A partir du 9 juin de fausses informations ont été diffusées sur le forum Rimbaud, dans une série de messages annonçant des révélations fracassantes, une conférence de presse, etc., sous le pseudonyme "Circeto" (qui suggèrera le 12 juin au soir qu'il s'agissait d'une sorte de canular…). Le 12 juin, très tôt le matin, une série de messages, sur plusieurs sites, a repris ces fausses informations, en ajoutant d'autres, très précises. Ces messages émanaient de divers pseudonymes -pour suggérer que plusieurs personnes intervenaient-, l'un était signé d'un vrai nom : David Ducoffre. Le lendemain, des "discussions" étaient ouvertes sur une série de forums, usant de la même méthode : mélange de vrai et de faux, destiné à semer le doute.


Monsieur Ducoffre a certes le droit de ne pas aimer cette photo ou de ne pas y croire, et de le dire. Mais il y a la manière de le faire. Nous avions très clairement annoncé que nous ne laisserions pas faire n'importe quoi, et que si des actes relevaient de la diffamation, du dénigrement, du harcèlement ou de la diffusion de fausses informations dans l'intention de nuire nous agirions pour défendre notre réputation.

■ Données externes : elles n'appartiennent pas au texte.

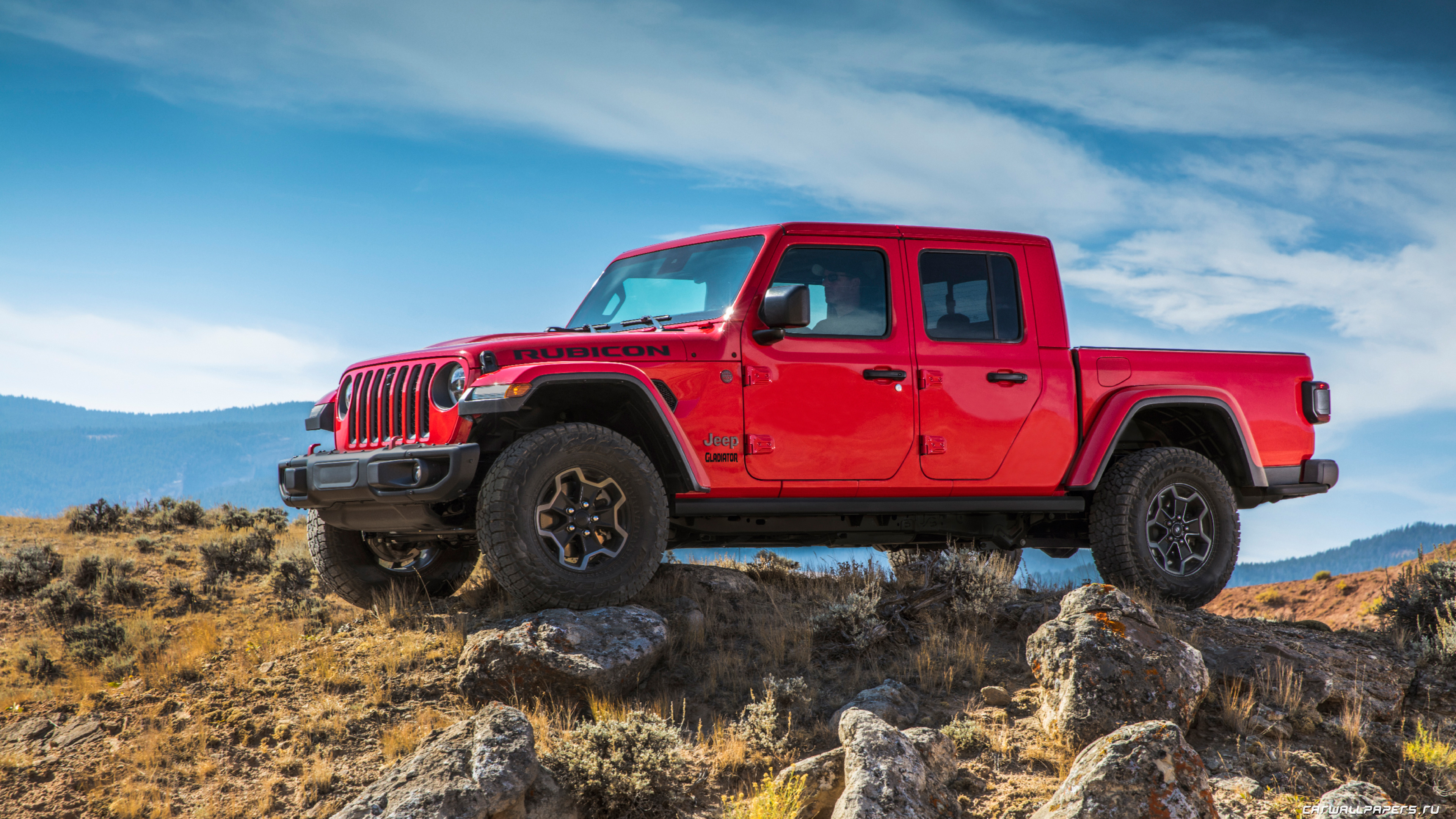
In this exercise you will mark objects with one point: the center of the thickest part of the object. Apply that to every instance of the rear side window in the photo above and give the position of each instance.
(970, 297)
(848, 290)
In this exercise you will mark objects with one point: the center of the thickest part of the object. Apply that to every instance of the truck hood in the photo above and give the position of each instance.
(537, 347)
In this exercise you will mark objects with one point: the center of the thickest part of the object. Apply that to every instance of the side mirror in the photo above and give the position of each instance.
(787, 305)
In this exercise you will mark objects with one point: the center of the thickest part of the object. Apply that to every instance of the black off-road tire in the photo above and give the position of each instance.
(348, 569)
(507, 518)
(1119, 525)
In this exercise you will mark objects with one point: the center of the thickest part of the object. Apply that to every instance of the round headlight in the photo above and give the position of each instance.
(449, 387)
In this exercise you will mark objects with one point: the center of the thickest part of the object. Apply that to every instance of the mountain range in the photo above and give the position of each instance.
(59, 455)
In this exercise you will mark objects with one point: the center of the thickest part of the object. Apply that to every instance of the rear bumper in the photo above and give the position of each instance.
(1311, 479)
(402, 474)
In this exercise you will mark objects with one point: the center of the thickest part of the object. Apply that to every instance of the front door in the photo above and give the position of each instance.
(979, 368)
(833, 401)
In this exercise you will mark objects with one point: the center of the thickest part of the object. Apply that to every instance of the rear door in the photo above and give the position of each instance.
(814, 407)
(979, 368)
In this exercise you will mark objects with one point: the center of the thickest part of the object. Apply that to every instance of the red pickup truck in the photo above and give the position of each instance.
(801, 384)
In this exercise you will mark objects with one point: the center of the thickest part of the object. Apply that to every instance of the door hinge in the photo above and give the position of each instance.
(932, 445)
(761, 445)
(756, 375)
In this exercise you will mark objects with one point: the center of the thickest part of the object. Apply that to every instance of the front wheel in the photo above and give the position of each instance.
(573, 516)
(1165, 519)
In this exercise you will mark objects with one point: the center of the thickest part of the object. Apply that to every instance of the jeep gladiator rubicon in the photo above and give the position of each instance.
(801, 384)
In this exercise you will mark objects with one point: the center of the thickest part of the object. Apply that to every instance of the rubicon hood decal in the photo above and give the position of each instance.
(587, 352)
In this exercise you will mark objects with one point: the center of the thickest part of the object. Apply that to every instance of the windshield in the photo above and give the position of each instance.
(691, 283)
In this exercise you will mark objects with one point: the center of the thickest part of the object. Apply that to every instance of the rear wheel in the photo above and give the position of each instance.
(1165, 519)
(573, 516)
(357, 566)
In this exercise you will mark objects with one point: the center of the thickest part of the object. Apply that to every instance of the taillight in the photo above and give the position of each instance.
(1317, 401)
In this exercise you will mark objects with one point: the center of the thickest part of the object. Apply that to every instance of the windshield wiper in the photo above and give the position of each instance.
(650, 321)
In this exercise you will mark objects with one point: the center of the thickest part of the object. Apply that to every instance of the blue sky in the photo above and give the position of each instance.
(219, 205)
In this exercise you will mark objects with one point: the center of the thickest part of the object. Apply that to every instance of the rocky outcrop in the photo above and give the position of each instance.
(893, 701)
(480, 769)
(1144, 770)
(564, 653)
(886, 777)
(996, 696)
(823, 783)
(1355, 795)
(1337, 670)
(711, 577)
(1104, 664)
(28, 729)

Depuis plus d'un mois nous ne travaillons plus, devant nous occuper à temps plein de faire face à ces attaques incessantes, et cela a toute une série de conséquences sur notre activité et sur notre vie privée. Si nous laissions faire sans réagir, une telle campagne, si facile à mener sur Internet, pourrait finir par déconsidérer ce cliché. Or, non seulement nous avons à défendre notre réputation professionnelle, mais nous avons aussi une responsabilité vis à vis de l'acheteur de la photographie.

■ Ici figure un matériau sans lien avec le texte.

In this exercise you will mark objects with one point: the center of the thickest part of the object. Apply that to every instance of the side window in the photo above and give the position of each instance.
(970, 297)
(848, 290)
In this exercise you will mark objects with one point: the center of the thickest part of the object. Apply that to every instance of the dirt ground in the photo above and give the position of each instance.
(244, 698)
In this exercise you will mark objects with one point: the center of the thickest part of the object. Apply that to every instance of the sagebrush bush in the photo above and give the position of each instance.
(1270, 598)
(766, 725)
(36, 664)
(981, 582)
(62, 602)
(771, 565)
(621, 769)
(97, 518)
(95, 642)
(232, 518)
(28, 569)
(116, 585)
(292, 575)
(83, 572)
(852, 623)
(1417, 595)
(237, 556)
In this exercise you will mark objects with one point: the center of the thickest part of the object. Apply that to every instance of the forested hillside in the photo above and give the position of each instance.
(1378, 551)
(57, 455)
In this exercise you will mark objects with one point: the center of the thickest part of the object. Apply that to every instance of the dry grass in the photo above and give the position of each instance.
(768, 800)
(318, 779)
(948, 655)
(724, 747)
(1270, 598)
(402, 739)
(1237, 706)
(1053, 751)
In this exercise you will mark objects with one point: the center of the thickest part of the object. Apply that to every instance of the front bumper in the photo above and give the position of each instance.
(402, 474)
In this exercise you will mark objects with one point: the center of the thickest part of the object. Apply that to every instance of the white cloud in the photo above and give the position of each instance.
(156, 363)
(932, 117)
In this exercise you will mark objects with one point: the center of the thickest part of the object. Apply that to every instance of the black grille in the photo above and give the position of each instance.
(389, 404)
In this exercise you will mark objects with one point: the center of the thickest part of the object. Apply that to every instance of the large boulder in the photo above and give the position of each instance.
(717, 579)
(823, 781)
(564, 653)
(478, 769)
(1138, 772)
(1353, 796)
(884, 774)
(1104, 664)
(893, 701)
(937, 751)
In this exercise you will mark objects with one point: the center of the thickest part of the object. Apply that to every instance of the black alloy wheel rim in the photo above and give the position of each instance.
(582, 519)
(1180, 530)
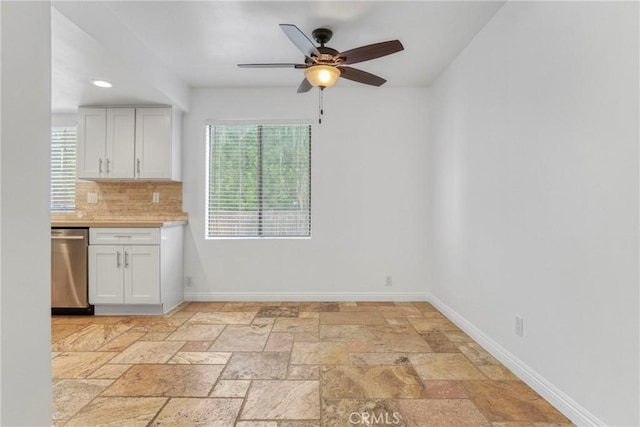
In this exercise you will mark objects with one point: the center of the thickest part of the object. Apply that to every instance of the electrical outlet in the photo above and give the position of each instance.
(519, 326)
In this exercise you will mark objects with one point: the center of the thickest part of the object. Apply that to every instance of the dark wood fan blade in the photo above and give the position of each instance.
(360, 76)
(301, 41)
(305, 86)
(372, 51)
(274, 65)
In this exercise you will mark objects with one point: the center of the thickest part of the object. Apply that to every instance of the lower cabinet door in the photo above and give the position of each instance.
(106, 274)
(141, 274)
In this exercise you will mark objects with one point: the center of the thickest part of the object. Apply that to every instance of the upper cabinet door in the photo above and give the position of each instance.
(153, 143)
(91, 160)
(119, 162)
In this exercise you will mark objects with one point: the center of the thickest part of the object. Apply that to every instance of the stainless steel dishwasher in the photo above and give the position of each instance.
(69, 278)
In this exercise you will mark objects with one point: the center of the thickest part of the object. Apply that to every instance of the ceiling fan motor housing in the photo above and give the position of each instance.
(322, 35)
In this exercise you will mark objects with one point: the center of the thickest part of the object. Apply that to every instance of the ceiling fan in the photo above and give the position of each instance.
(323, 65)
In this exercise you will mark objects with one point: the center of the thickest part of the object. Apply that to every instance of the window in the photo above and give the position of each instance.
(259, 181)
(63, 168)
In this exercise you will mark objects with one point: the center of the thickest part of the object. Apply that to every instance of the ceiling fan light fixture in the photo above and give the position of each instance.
(322, 76)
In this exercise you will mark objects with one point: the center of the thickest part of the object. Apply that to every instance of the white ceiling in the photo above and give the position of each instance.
(154, 51)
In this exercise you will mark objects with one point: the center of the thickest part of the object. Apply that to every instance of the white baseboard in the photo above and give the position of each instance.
(570, 408)
(305, 296)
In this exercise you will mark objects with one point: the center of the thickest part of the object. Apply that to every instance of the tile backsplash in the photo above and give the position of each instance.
(129, 200)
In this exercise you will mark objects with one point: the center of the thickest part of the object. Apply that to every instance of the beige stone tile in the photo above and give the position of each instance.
(319, 353)
(299, 424)
(372, 382)
(355, 318)
(444, 366)
(203, 306)
(296, 325)
(231, 388)
(303, 372)
(530, 424)
(121, 342)
(497, 372)
(308, 315)
(477, 355)
(196, 346)
(200, 358)
(279, 341)
(392, 342)
(346, 333)
(118, 411)
(439, 342)
(436, 324)
(78, 364)
(149, 352)
(362, 412)
(458, 337)
(397, 311)
(442, 389)
(63, 330)
(263, 321)
(282, 400)
(223, 318)
(242, 338)
(305, 336)
(196, 332)
(250, 366)
(503, 401)
(320, 307)
(204, 412)
(166, 380)
(256, 424)
(69, 396)
(90, 338)
(378, 359)
(360, 347)
(109, 371)
(442, 413)
(278, 311)
(397, 320)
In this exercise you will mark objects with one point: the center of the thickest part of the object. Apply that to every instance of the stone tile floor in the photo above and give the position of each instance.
(284, 365)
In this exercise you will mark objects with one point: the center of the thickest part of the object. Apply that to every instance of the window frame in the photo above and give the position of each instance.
(58, 125)
(213, 123)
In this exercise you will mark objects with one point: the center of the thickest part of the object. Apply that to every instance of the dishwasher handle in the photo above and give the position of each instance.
(53, 237)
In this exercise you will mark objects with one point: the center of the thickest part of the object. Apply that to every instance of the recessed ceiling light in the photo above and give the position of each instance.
(101, 83)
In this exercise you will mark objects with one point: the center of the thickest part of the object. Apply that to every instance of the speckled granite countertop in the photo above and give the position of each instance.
(71, 219)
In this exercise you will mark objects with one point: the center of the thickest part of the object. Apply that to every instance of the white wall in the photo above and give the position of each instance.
(25, 99)
(534, 178)
(368, 200)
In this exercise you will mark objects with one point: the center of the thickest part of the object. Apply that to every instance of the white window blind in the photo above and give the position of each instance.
(259, 181)
(63, 168)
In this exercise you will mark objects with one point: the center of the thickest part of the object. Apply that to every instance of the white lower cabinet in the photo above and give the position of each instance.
(135, 270)
(124, 274)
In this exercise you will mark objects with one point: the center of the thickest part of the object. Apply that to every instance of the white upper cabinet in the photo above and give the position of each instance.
(120, 142)
(153, 143)
(128, 144)
(92, 140)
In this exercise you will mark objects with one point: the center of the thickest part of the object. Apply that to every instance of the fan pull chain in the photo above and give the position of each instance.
(320, 101)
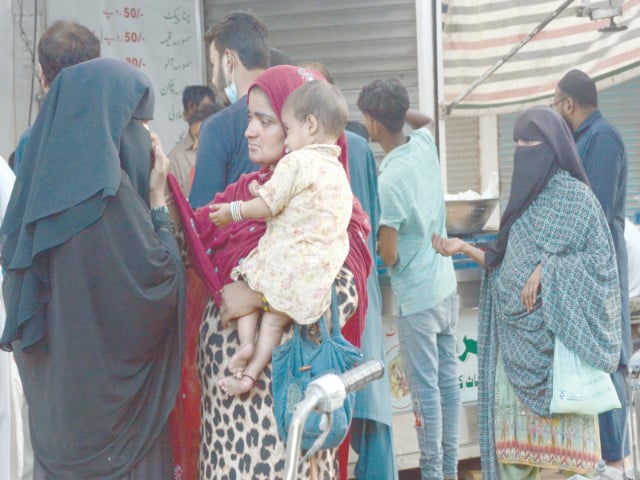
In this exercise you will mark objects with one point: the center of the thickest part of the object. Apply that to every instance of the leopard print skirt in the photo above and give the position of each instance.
(238, 434)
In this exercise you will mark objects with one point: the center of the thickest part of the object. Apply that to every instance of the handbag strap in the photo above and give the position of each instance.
(322, 323)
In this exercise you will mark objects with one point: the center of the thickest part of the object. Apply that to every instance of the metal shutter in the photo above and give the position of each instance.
(617, 105)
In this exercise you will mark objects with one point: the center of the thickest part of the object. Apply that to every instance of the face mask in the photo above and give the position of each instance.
(230, 90)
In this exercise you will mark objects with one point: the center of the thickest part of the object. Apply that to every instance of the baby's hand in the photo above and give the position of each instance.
(221, 214)
(253, 188)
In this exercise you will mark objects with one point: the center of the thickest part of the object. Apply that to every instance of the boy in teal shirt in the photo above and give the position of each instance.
(423, 282)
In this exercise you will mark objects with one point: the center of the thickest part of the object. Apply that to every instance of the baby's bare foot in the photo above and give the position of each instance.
(236, 386)
(239, 360)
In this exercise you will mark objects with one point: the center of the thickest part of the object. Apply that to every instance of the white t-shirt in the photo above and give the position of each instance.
(632, 240)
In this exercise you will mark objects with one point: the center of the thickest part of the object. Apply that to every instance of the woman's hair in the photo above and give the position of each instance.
(64, 44)
(244, 33)
(385, 101)
(322, 100)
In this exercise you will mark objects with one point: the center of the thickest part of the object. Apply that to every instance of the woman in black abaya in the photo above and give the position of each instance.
(94, 281)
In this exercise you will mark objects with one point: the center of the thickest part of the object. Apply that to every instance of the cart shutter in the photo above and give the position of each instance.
(463, 154)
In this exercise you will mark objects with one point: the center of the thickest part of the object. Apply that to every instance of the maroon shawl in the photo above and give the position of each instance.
(216, 251)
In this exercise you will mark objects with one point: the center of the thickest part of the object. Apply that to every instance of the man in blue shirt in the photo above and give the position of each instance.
(239, 52)
(603, 154)
(423, 282)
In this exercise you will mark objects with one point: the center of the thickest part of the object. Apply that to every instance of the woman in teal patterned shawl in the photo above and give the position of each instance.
(552, 272)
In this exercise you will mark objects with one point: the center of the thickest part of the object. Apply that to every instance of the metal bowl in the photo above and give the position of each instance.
(468, 216)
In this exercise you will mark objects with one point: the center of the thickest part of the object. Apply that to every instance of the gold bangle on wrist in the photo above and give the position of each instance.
(265, 304)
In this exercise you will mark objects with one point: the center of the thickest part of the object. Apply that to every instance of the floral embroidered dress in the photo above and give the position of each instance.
(565, 231)
(306, 242)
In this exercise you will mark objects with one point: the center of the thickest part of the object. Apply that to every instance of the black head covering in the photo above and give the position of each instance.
(86, 134)
(534, 166)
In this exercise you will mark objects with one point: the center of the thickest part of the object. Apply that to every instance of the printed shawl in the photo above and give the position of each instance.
(565, 231)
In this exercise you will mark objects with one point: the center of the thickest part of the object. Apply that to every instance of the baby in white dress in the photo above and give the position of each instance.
(307, 203)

A ce jour, M. David Ducoffre n'a pas démenti être l'auteur des messages anonymes et mensongers diffusés les 12 et 13 juin 2010. Et, le 16 juin, il a recommencé à déposer des messages à droite et à gauche, sous son nom, reprenant divers arguments présentés précédemment, y compris dans les messages anonymes.

Alban Caussé et Jacques Desse
SARL Chez les libraires associés

Suite à la publication de ce message, Mme Magdalenat, créatrice et responsable du site mag4.net/rimbaud, sans doute blessée de ce qu'elle estime être une remise en cause de son forum, a supprimé sans préavis nos comptes, nous interdisant de répondre aux messages nous concernant, mais aussi d'en prendre connaissance. Cela dénote une conception surprenante du débat et de la liberté d'expression.

dimanche 13 juin 2010

RIMBAUD : communiqué

COMMUNIQUÉ

Des messages diffusant de fausses informations sur la photo de Rimbaud ont été postés sur différents sites, sous les noms de Lara, Marie Rinaldi, Maria Rinaldi, CédricVerbeckmoes, Jérémie, Jérémie Lucereau, Jérémie Lepetit, etc. Une partie de ces messages a été bloquée par des webmasters, pressentant la manipulation.

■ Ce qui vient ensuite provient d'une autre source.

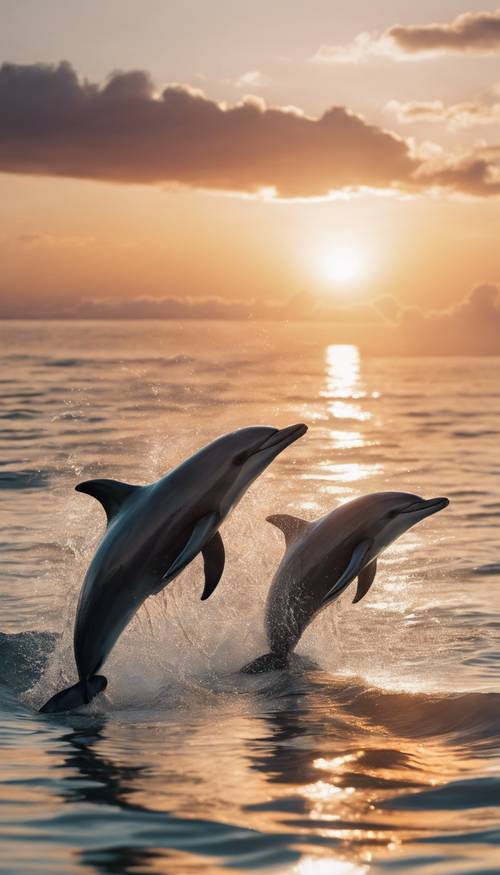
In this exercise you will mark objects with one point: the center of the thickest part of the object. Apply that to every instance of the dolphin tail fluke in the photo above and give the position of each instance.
(267, 662)
(74, 697)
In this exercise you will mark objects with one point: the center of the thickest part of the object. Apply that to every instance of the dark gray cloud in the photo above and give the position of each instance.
(477, 32)
(477, 175)
(52, 123)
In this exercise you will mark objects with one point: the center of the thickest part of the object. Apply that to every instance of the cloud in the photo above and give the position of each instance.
(475, 33)
(476, 174)
(297, 308)
(455, 115)
(252, 79)
(51, 123)
(472, 326)
(381, 326)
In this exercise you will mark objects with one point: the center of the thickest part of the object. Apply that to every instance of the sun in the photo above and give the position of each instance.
(343, 264)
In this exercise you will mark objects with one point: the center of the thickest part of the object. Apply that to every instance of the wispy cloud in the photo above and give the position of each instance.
(252, 79)
(476, 33)
(471, 327)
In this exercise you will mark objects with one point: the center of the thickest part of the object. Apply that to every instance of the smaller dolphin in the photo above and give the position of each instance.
(153, 533)
(322, 558)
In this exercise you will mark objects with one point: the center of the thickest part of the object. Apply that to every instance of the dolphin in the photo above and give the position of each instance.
(322, 558)
(153, 533)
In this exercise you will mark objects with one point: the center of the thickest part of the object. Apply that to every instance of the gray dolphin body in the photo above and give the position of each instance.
(322, 558)
(153, 533)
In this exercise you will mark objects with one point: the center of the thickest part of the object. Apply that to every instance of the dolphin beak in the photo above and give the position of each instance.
(283, 437)
(427, 507)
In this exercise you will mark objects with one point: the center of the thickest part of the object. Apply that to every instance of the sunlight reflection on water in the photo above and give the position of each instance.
(378, 751)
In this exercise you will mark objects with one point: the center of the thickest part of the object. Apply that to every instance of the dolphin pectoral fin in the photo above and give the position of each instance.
(214, 557)
(365, 580)
(291, 526)
(111, 493)
(353, 569)
(202, 532)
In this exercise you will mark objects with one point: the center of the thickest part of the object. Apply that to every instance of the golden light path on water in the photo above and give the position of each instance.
(378, 751)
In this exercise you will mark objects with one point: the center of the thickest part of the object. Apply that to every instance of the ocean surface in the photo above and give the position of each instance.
(379, 750)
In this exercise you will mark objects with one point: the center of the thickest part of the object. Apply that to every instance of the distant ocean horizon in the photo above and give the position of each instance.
(379, 750)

Ces messages proviennent d'une même personne. Ce personnage et une poignée d'autres, n'ayant pas réussi à trouver le moindre élément qui contredise la présence de Rimbaud sur ce cliché, en viennent, de manière totalement irrationnelle et irresponsable, à pratiquer la tactique de la terre brulée, par la désinformation et le harcèlement.

Précisons que cela fait deux mois que durent ces attaques, dont ce qui apparaît sur le Net n'est que la partie visible.

Par ailleurs, une nouvelle vague de messages, de même facture, a été mise en ligne ce matin 13 juin vers 5 heures sur de nombreux forums (France 2, Etudes littéraires, Macadam, Grain de sel, Partagelecture, Discutons.org…). Ces messages donnent un lien renvoyant en apparence vers le site de la revue Histoires littéraires.

L'auteur de ces manipulations aura très bientôt à rendre compte de ses actes.

Pour notre part, nous publierons prochainement un important dossier faisant le point sur l'histoire de cette photographie de Rimbaud, donnant des informations toutes récentes, ainsi que les pistes nouvelles qu'ouvre cette recherche.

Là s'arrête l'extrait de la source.